The key threats our oceans are facing today – and how we can be a part of the solution
Life on earth is dependent on its oceans. Whether it is food or livelihoods, millions across the world rely on healthy oceans for both economic security and their own well-being. Roughly 3 billion people rely on fish for their major protein needs. Additionally, oceans produce 50% of the oxygen we breathe and absorb roughly a quarter of our carbon dioxide emissions!
Yet, our oceans are under tremendous stress today because of a number of factors. Given below are stressors that barely scratch the surface of the impact we have on our oceans:
There is the looming spectre of climate change, acting as a stressor on many of the ocean’s regulatory functions. As far as sheer scale goes, climate change has the potential to alter the physical, chemical and biological composition of the ocean. Increased water temperatures have direct impacts on marine life, to begin with, the most prominent being the bleaching of coral reefs. We are already seeing a scenario in which species distributions are changing, as the average temperature of tropical areas is increasing and pushing populations out towards cooler, polar waters.
The presence of more carbon dioxide in our atmosphere also causes ocean acidification, a result of dissolving carbon dioxide forming a weak acidic solution in ocean water. Increased sea surface temperatures cause unnatural melting of polar ice caps, resulting in widespread sea level rises, with calamitous impacts on coastal ecosystems and communities.
Marine pollution is a direct impact our activities have on ocean health. Plastics form the bulk of solid marine debris, entangling, ingested by, and smothering marine animals and habitats. Another significant pollutant is the immense quantity of agricultural run-off, in the form of fertilizers, finding their way into coastal waters. An overuse of fertilizer results in eutrophication, or the excessive richness of nutrients in water bodies. A bloom of plant and algal life will follow, depleting oxygen in the water column and asphyxiating aquatic animals. Additionally, noise is a form of pollution that disrupts underwater communication.
Our reliance on the ocean for resources coupled with exploding populations and livelihood concerns has resulted in much unsustainable harvesting. Over ten percent of the world’s population depends on fisheries as a source of livelihood and today, most of global fish stocks are either fully fished or overexploited. In addition, oil and gas exploration along with prospecting for mining opportunities continue to open up more area for human disturbance. Aquaculture, slated as the means by which the world’s growing population can achieve some level of food security, has its own set of impacts.
Most of the discards and by-catch from highly destructive trawl fisheries are given value, when used as feedstock for aquaculture systems. A system has been created in which means of fish production that are supposed to remove the pressure from wild populations continue to rely on wild fisheries to operate.

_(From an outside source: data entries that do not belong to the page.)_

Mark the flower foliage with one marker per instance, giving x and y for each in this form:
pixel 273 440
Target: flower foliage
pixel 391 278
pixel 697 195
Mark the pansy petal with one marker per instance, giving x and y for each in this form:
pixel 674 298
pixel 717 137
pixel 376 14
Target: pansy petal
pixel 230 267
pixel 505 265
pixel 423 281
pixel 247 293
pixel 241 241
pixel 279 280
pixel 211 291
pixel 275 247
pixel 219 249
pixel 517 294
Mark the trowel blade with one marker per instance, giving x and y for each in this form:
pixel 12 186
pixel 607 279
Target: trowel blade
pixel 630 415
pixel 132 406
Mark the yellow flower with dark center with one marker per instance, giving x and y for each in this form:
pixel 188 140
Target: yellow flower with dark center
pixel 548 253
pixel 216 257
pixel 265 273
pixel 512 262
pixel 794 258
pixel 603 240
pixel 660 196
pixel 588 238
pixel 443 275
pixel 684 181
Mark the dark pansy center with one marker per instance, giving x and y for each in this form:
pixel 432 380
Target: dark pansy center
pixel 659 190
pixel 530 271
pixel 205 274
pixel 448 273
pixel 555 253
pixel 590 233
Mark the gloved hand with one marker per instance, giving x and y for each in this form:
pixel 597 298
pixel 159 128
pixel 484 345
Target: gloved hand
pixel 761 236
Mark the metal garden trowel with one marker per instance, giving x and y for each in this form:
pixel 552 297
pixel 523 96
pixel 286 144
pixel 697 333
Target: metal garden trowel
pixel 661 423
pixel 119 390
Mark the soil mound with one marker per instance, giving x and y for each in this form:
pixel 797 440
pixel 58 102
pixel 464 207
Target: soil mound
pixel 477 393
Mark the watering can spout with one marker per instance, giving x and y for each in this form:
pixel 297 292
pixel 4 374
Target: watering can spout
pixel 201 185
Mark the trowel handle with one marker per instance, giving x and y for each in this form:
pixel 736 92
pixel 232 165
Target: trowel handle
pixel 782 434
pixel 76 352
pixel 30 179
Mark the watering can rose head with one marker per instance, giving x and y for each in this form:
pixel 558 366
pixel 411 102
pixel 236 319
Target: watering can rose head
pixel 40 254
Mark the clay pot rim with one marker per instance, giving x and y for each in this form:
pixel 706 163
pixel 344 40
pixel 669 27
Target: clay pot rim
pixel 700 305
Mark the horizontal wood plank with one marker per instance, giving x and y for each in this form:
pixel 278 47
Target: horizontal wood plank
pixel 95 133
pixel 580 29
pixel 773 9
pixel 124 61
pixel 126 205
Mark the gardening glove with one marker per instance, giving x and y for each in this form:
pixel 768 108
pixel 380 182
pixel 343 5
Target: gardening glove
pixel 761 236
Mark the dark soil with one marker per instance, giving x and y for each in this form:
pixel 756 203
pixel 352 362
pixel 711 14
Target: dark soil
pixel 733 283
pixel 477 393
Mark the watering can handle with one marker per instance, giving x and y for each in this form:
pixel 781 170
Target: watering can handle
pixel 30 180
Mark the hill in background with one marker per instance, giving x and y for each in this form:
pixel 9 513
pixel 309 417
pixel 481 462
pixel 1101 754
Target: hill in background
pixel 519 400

While the scale of these threats is rather overwhelming, we can build a movement in the right direction – simply by changing some aspects of our behaviour and consumption! How?
Changing small aspects of our lives can reduce our footprint. Choosing to buy produce from closer to home for example, reduces the carbon released in transporting food. Reducing consumption of high carbon emission foods such as meats and certain kinds of dairy impacts our personal footprints. We travel and also live in environments that rely on energy from fossil fuels. Electricity is still primarily produced from coal, something to keep in mind when using appliances at home and at work!

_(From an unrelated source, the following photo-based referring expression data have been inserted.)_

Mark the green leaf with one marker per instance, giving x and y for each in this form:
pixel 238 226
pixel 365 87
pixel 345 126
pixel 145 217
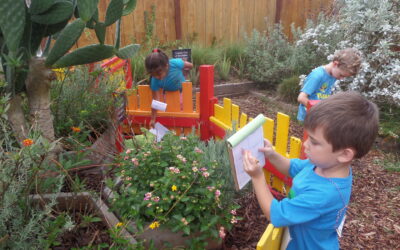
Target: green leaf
pixel 54 28
pixel 114 11
pixel 60 11
pixel 128 51
pixel 12 22
pixel 129 7
pixel 87 8
pixel 40 6
pixel 186 230
pixel 85 55
pixel 66 40
pixel 100 29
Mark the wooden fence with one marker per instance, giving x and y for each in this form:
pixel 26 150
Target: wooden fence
pixel 208 20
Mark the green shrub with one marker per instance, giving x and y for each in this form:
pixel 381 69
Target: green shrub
pixel 179 184
pixel 205 55
pixel 138 69
pixel 289 89
pixel 234 52
pixel 223 68
pixel 267 56
pixel 22 226
pixel 79 99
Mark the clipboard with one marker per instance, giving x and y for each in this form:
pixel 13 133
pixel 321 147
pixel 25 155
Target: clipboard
pixel 250 137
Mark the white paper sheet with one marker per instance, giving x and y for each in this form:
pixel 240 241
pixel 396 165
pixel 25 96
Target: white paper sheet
pixel 252 143
pixel 161 106
pixel 159 131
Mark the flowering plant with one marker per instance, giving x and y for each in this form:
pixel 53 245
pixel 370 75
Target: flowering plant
pixel 176 184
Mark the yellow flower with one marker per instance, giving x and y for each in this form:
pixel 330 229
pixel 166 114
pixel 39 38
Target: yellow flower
pixel 154 225
pixel 76 129
pixel 27 142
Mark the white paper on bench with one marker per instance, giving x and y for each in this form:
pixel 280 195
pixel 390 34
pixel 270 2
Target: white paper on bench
pixel 159 130
pixel 162 106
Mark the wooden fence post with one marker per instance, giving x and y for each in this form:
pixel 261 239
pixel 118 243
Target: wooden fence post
pixel 207 100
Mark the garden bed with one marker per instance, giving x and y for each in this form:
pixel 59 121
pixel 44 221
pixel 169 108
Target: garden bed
pixel 92 232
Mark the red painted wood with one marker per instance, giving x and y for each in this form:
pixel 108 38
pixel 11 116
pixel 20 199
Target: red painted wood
pixel 206 94
pixel 310 104
pixel 270 168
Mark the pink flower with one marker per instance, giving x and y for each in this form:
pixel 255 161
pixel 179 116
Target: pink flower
pixel 197 150
pixel 233 220
pixel 222 233
pixel 147 196
pixel 135 161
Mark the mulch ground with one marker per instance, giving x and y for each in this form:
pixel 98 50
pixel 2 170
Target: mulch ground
pixel 373 217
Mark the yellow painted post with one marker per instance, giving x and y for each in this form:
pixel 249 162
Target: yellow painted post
pixel 227 112
pixel 235 116
pixel 243 120
pixel 268 129
pixel 295 147
pixel 282 132
pixel 219 112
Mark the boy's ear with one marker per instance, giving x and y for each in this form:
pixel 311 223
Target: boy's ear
pixel 347 155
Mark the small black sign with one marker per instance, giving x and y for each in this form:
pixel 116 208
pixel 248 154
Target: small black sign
pixel 185 54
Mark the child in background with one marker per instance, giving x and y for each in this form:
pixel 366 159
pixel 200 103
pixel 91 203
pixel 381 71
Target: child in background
pixel 341 128
pixel 165 73
pixel 318 84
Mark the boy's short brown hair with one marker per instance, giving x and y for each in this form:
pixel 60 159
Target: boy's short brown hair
pixel 349 60
pixel 348 120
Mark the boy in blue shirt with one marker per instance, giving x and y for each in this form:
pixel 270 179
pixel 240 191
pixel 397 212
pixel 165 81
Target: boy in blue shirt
pixel 165 73
pixel 341 128
pixel 319 83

Much of what we buy comes packaged in material that long outlasts its time of function. From our electronic devices to food to clothing, there are large amounts of unnecessary packaging. Choosing options with less packaging and refusing that which can be avoided are ways to reduce the waste we generate. Asking the question of whether we truly need something before buying it goes a long way towards streamlining consumption patterns.

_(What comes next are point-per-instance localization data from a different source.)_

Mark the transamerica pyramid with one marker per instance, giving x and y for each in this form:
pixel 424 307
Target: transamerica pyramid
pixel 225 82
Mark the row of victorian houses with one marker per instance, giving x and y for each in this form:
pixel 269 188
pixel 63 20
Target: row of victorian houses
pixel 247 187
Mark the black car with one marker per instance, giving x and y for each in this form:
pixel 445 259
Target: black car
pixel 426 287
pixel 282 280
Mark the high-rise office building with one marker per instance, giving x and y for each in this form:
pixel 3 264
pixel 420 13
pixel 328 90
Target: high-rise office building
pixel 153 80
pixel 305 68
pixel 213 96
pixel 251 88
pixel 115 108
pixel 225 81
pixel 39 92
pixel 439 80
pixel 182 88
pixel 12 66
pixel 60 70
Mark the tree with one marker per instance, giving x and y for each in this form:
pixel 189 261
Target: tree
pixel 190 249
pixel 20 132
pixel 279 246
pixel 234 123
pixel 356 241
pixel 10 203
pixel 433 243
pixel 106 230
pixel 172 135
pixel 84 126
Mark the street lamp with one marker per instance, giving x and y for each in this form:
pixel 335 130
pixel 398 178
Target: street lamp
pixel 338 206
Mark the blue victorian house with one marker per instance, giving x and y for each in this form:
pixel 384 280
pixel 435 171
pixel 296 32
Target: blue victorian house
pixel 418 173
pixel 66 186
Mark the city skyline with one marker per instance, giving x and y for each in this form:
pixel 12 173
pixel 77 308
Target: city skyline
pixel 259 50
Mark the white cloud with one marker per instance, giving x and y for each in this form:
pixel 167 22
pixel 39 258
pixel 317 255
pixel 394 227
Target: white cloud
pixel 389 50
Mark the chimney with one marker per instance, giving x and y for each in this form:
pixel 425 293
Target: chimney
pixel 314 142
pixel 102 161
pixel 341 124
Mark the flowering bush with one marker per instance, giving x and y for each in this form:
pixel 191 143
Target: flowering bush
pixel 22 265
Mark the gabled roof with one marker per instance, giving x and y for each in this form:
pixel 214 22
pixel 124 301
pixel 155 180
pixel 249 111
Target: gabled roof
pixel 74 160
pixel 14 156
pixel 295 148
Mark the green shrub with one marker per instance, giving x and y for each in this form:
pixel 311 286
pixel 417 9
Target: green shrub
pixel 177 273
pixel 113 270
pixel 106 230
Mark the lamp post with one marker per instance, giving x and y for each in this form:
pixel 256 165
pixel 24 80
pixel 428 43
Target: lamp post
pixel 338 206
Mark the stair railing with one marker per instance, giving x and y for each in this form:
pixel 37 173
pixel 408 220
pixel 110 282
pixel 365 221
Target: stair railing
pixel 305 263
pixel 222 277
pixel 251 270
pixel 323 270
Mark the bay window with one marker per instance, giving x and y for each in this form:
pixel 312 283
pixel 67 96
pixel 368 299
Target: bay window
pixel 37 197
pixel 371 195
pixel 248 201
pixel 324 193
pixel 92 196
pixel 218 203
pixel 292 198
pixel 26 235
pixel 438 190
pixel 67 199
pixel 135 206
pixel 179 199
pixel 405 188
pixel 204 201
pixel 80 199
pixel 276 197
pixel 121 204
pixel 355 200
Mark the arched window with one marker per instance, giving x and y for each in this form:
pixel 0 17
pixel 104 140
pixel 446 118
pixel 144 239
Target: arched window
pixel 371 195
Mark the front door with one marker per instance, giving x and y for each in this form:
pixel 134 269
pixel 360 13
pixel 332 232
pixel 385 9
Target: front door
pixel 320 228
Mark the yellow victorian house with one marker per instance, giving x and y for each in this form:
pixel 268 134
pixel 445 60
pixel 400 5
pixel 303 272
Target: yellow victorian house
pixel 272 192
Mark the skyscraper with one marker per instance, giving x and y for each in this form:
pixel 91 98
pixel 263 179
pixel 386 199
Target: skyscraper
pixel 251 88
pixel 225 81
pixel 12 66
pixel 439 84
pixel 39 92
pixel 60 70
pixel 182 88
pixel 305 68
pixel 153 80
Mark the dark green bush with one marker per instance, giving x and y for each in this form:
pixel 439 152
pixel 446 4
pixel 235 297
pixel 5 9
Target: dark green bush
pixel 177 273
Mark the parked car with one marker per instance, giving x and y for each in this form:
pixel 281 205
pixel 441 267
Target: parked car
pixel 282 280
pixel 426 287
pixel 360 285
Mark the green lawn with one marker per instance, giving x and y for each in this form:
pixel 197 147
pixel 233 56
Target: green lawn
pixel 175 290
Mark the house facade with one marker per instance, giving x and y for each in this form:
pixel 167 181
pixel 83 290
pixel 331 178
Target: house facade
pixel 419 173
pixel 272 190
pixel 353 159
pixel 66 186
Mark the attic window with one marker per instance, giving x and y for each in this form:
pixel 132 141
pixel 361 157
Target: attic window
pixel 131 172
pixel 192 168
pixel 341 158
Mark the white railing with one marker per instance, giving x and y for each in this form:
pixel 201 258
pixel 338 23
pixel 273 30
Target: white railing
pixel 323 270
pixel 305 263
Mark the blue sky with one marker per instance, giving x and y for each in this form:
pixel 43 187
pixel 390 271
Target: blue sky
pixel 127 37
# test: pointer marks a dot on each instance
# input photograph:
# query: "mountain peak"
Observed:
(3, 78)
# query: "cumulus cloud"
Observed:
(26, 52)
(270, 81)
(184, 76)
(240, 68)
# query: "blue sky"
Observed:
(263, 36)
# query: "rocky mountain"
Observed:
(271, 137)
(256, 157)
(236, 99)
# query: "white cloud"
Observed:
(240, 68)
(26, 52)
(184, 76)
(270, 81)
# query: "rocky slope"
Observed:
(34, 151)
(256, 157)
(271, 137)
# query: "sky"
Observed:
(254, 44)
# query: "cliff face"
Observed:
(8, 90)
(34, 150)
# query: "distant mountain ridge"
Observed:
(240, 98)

There exist a large number of guides for consuming seafood responsibly, based on breeding patterns, stock levels and distribution of seafood species. The choices are hard to make often, especially when choosing between farmed and wild caught fish, as quantifying the impact of each might be complicated. However, the effort taken in informing oneself goes a long way towards making better choices.
There are many examples of community driven recycling efforts that have prompted local municipalities to follow suit. Each of us has the potential to do the same. Similarly, individuals from all over the world have attempted to go zero waste and have documented their efforts.
The impact of tourism on marine spaces is vast. From direct structural damage to sites like coral reefs, to beach litter, practices when visiting marine sites matter enormously. Leaving no trace behind is a fundamental tenet to responsible marine tourism and should be followed rigorously. It is no coincidence that some of the highly visited coastal sites also have issues with marine litter!
To open up about the knowledge and passion one possesses, and transferring it to others around us is more a responsibility than an option. Our positive impact is cumulative, and will eventually gain enough momentum for large scale changes, through the sharing of ideas and opinions. Discussion and inclusiveness, with a certain amount of reaching out and compromise fuel societal change!